Shockley's record as a lobbyist is staggering. Though his efforts, he was able to direct over $150 million in pork barrel projects to his clients, earning himself $1.5 million in his first year as a lobbyist. And, Shockley was able to insure that his grateful clients directed hundreds of thousands of dollars to Representative Lewis and his political action committee.

Last year, Lewis' largess within the party, thanks to the efforts of lobbyists like Shockley helped Lewis achieve the chairmanship of the House Appropriations Committee. Lewis asked Shockey to work for the committee. Shockley accepted the job despite a 10 fold reduction in salary. But, the Shockley family won't go hungry.
Copeland, Lowery, Jacquez — where Lewis’s close friend Bill Lowery, a former California congressman, is a partner — gave Shockey a $600,000 going-away buyout, according to Shockey’s financial disclosure form. He was to receive his buyout in three $200,000 payments scheduled for February, May and August 2005 — even as he was in his committee post. The firm would also keep Shockey in the family by hiring his wife, Alexandra — another former Lewis aide — as a consulting lobbyist.

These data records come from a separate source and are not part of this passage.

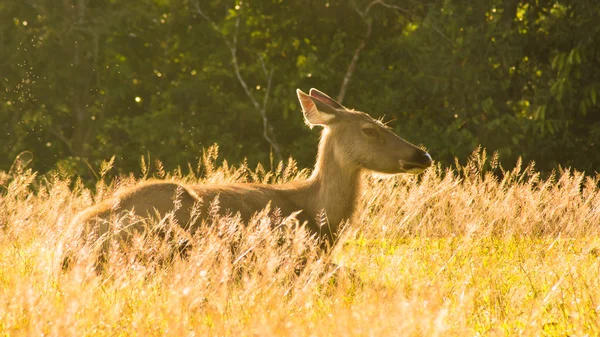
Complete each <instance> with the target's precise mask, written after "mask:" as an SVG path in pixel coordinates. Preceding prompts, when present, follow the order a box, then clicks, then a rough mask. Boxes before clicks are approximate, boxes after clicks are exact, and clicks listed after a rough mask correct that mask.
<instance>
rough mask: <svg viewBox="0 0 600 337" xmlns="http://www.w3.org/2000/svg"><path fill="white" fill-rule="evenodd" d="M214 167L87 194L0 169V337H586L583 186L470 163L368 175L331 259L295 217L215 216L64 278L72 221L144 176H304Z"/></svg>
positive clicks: (599, 268) (517, 165)
mask: <svg viewBox="0 0 600 337" xmlns="http://www.w3.org/2000/svg"><path fill="white" fill-rule="evenodd" d="M215 161H216V149H215V148H213V149H210V151H207V153H206V154H205V156H204V158H203V160H202V161H201V163H199V165H198V166H197V167H196V168H190V170H189V172H190V173H189V174H186V175H183V174H182V173H181V170H176V171H174V172H164V170H163V169H162V168H161V166H160V165H158V166H157V167H158V168H157V169H156V172H155V173H154V174H150V173H149V172H150V169H149V168H148V165H147V164H146V163H143V167H142V178H139V179H136V178H135V177H133V176H128V177H120V178H118V179H114V180H112V181H108V179H106V178H105V177H104V174H105V173H106V172H107V170H108V168H109V167H110V165H108V164H107V165H106V166H105V167H104V168H103V169H102V170H101V176H100V177H99V182H98V184H97V186H96V187H95V192H93V193H92V192H91V191H90V190H88V189H87V188H84V186H83V184H82V183H81V182H79V181H77V180H75V181H73V178H72V177H69V176H68V175H66V174H63V173H61V172H54V173H52V174H48V175H45V176H43V177H39V176H37V175H36V173H35V172H32V171H30V170H26V169H24V168H23V169H16V170H12V171H11V172H2V173H0V185H2V187H0V188H1V189H2V193H1V195H0V226H1V229H0V334H1V335H9V336H39V335H51V336H92V335H93V336H104V335H106V336H109V335H110V336H112V335H123V336H126V335H139V336H163V335H172V336H188V335H189V336H208V335H211V336H212V335H215V336H220V335H235V336H280V335H293V336H363V335H364V336H462V335H464V336H474V335H485V336H501V335H526V336H565V335H571V336H584V335H589V336H595V335H600V325H599V322H600V317H599V313H600V235H599V234H600V233H599V231H600V190H599V187H598V186H599V180H598V177H597V176H596V177H591V176H585V175H584V174H582V173H580V172H574V171H570V170H565V171H563V172H559V173H557V174H554V175H551V176H550V177H546V178H542V177H540V175H539V174H538V173H537V172H535V169H534V168H533V166H531V165H530V166H528V167H526V168H521V165H517V167H516V168H514V169H512V170H504V169H502V167H501V166H500V165H499V164H498V163H497V160H496V159H495V158H494V157H493V158H491V159H488V158H486V156H485V152H483V151H477V152H475V153H474V155H473V156H472V158H470V160H469V161H468V162H467V164H466V165H458V164H457V166H456V167H454V168H453V169H442V168H440V167H433V168H431V169H429V170H428V171H426V172H425V173H424V174H422V175H420V176H418V177H414V176H395V177H386V178H382V177H379V176H377V175H368V176H367V177H365V183H364V192H363V193H362V196H361V207H360V208H359V211H358V213H357V214H356V216H355V218H354V219H353V221H352V222H351V224H350V225H349V226H348V227H347V230H346V231H345V233H344V236H343V239H342V242H341V244H340V245H339V246H338V247H337V249H336V250H335V251H334V253H333V256H331V257H330V258H329V257H323V256H321V255H319V254H318V250H317V248H316V246H315V243H314V242H313V241H312V240H311V239H310V238H309V237H308V235H307V233H306V232H305V231H304V230H303V229H302V227H301V226H298V224H297V223H296V221H295V220H294V218H293V217H285V216H282V217H273V216H268V215H267V213H266V212H263V213H261V214H259V215H258V216H257V217H255V218H254V220H252V221H251V222H250V224H242V223H241V222H240V221H239V219H236V218H235V217H222V216H219V215H217V214H216V213H215V214H214V216H213V218H212V222H213V225H212V226H210V227H207V228H205V229H204V230H203V231H202V233H201V234H199V235H196V236H195V237H188V238H187V239H189V240H190V241H191V242H192V243H193V248H192V249H191V251H190V252H189V254H188V258H186V259H180V258H176V259H175V260H174V261H171V262H168V263H165V262H164V261H165V260H166V259H163V257H167V256H168V255H169V252H168V250H169V245H167V244H165V242H164V240H161V238H160V237H158V236H157V235H153V234H152V233H148V234H146V235H139V236H137V237H135V238H134V239H133V240H132V241H131V242H130V244H129V245H128V247H127V249H116V247H115V249H113V251H111V254H110V262H109V264H108V267H107V270H106V271H105V273H103V274H97V273H95V272H94V268H93V256H91V254H90V251H89V249H88V248H86V247H84V248H82V249H81V250H80V251H79V257H80V258H79V259H78V260H77V263H76V264H75V266H74V267H73V268H72V269H71V270H70V271H62V268H61V262H62V257H63V253H64V249H65V247H66V246H69V245H71V244H72V243H73V240H74V237H75V233H76V232H77V230H78V229H77V228H71V225H70V224H69V223H70V219H72V218H73V216H74V215H75V214H76V213H77V212H78V211H80V210H83V209H85V208H86V207H88V206H90V205H92V204H93V203H95V202H98V201H100V200H102V199H104V198H106V197H108V196H110V195H111V194H112V193H113V192H114V191H115V190H117V189H119V188H122V187H126V186H130V185H133V184H136V183H138V182H140V181H141V180H145V179H148V177H150V176H151V175H158V176H160V177H161V178H165V179H173V180H177V181H182V182H186V183H215V182H232V181H260V182H268V183H281V182H284V181H288V180H293V179H301V178H303V177H306V176H307V174H308V171H306V170H298V169H297V168H296V166H295V165H294V163H293V162H291V161H290V162H289V163H288V164H287V165H285V169H284V166H282V165H280V166H278V167H277V168H275V169H274V170H272V171H268V170H265V169H263V168H262V167H258V168H257V169H254V170H250V169H249V168H248V167H247V166H246V165H244V164H241V165H239V166H236V167H232V166H230V165H227V163H224V164H222V165H221V166H217V165H216V164H215ZM155 166H156V165H155ZM105 180H106V181H105ZM214 207H215V208H216V207H218V205H214ZM169 221H170V220H169V217H168V216H166V217H164V218H162V219H161V218H158V219H155V221H154V225H155V226H165V224H167V225H168V223H169ZM272 228H277V230H276V231H273V230H272ZM178 235H183V236H185V233H179V234H178ZM232 242H235V243H236V244H235V245H232ZM232 247H234V248H232ZM329 259H332V260H334V262H336V263H337V264H338V265H341V266H345V267H348V268H352V269H353V270H354V272H355V273H356V275H358V276H359V277H360V279H361V280H362V281H361V282H357V281H356V280H355V279H353V278H351V277H349V276H348V275H349V274H348V273H343V272H342V273H340V272H336V271H335V270H334V269H333V268H332V267H331V265H330V264H329V263H328V262H329ZM302 264H306V267H305V268H304V269H302V271H301V272H300V274H298V273H297V270H298V268H299V266H300V265H302Z"/></svg>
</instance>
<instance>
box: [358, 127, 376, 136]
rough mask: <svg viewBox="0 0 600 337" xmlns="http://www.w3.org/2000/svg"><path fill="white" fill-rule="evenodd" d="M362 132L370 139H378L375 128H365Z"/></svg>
mask: <svg viewBox="0 0 600 337" xmlns="http://www.w3.org/2000/svg"><path fill="white" fill-rule="evenodd" d="M362 131H363V133H364V134H365V135H367V136H369V137H377V131H376V130H375V129H374V128H363V129H362Z"/></svg>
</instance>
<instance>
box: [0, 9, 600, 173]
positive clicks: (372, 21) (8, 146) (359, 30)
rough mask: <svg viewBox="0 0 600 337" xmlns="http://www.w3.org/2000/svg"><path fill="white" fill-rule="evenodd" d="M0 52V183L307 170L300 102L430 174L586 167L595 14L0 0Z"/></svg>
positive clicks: (595, 95)
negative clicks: (349, 116)
mask: <svg viewBox="0 0 600 337" xmlns="http://www.w3.org/2000/svg"><path fill="white" fill-rule="evenodd" d="M0 48H1V49H0V91H1V95H0V170H8V168H9V167H10V166H11V164H12V162H13V160H14V159H15V157H16V156H17V155H18V154H19V153H20V152H22V151H25V150H27V151H31V152H32V153H33V154H34V161H33V163H32V165H33V167H34V169H36V170H38V171H40V172H47V171H48V170H51V169H56V168H59V169H61V170H64V171H66V172H70V173H77V174H79V175H82V176H83V177H85V178H86V179H90V178H93V174H92V172H91V170H92V169H94V170H97V169H98V167H99V166H100V163H101V161H103V160H108V159H110V158H111V157H112V156H113V155H115V167H117V168H118V170H117V171H119V172H116V173H127V172H138V171H139V167H140V158H141V157H142V156H143V157H145V158H146V159H148V158H149V159H150V160H151V161H154V160H155V159H160V160H161V161H162V162H163V164H164V167H165V169H173V168H176V167H177V166H178V165H181V166H182V167H187V163H188V162H191V163H196V162H197V160H198V157H199V156H201V153H202V149H203V148H205V147H208V146H210V145H211V144H213V143H218V144H219V145H220V152H221V155H222V157H223V158H226V159H227V160H228V161H229V162H234V163H235V162H239V161H241V160H243V159H244V158H247V159H248V161H249V163H250V164H251V165H252V164H256V163H258V162H261V163H263V165H267V166H268V163H269V160H270V156H271V154H272V156H273V157H274V158H276V159H277V158H284V159H285V158H287V157H288V156H290V155H292V156H293V157H294V158H295V159H296V160H297V161H298V162H299V165H300V166H305V167H306V166H311V165H312V164H313V161H314V156H315V154H316V144H317V142H318V133H317V131H316V130H312V131H311V130H309V129H308V128H307V127H306V126H305V125H304V123H303V120H302V116H301V113H300V107H299V105H298V102H297V99H296V95H295V89H296V88H301V89H302V90H304V91H307V90H309V89H310V88H311V87H315V88H318V89H320V90H322V91H324V92H327V93H329V94H330V95H331V96H332V97H334V98H338V100H339V101H341V102H342V103H343V104H344V105H346V106H348V107H350V108H355V109H357V110H361V111H365V112H368V113H370V114H371V115H372V116H374V117H383V118H384V120H386V121H390V124H388V125H390V126H391V127H392V128H394V129H395V130H396V131H397V132H398V134H400V135H401V136H402V137H403V138H405V139H407V140H409V141H411V142H413V143H415V144H423V145H425V146H426V147H427V149H428V150H429V151H430V153H431V154H432V156H433V157H434V159H436V160H437V161H439V162H442V163H443V164H452V163H453V162H454V157H458V158H459V159H460V160H461V161H462V160H463V159H465V158H466V157H467V156H468V155H469V154H470V153H471V152H472V151H473V150H474V149H475V148H476V147H477V146H478V145H479V144H481V145H482V146H483V147H485V148H487V150H488V152H493V151H497V152H498V153H499V157H500V161H501V162H502V163H503V164H504V165H505V166H511V165H514V163H515V162H516V160H517V158H518V157H519V156H522V157H523V159H524V160H525V161H530V160H535V162H536V167H537V168H538V169H540V170H542V171H550V170H552V169H554V168H556V167H558V165H561V166H563V167H565V166H571V167H574V168H576V169H579V170H585V171H586V172H588V173H592V174H593V172H595V171H598V170H599V167H600V104H599V97H598V96H600V2H598V1H597V0H564V1H558V0H532V1H521V0H506V1H499V0H485V1H483V0H482V1H470V0H469V1H466V0H423V1H421V0H418V1H417V0H356V1H341V0H307V1H289V0H244V1H231V0H228V1H224V0H197V1H193V0H137V1H131V0H2V1H1V2H0Z"/></svg>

What a sweet deal this is for Lewis. No matter where Shockey works, he ends up helping raise funds for Lewis. From Shockley's perspective, no matter where he works, his take home pay is going to be substantial. It's a win, win, win situation. Well, except for the taxpayers who are covering the cost of all of Lewis' earmarks to companies that Shockley used to represent, but which are now represented by someone else, who also used to work for Lewis.
With the help of another former Lewis aide who took over some Shockey accounts at his lobbying firm, many of Shockey's more than 50 former clients have continued to land tens of millions of dollars in earmarks, courtesy of the panel Shockey now helps Lewis run.
Jerry Lewis sure knows how to rig the game in his favor.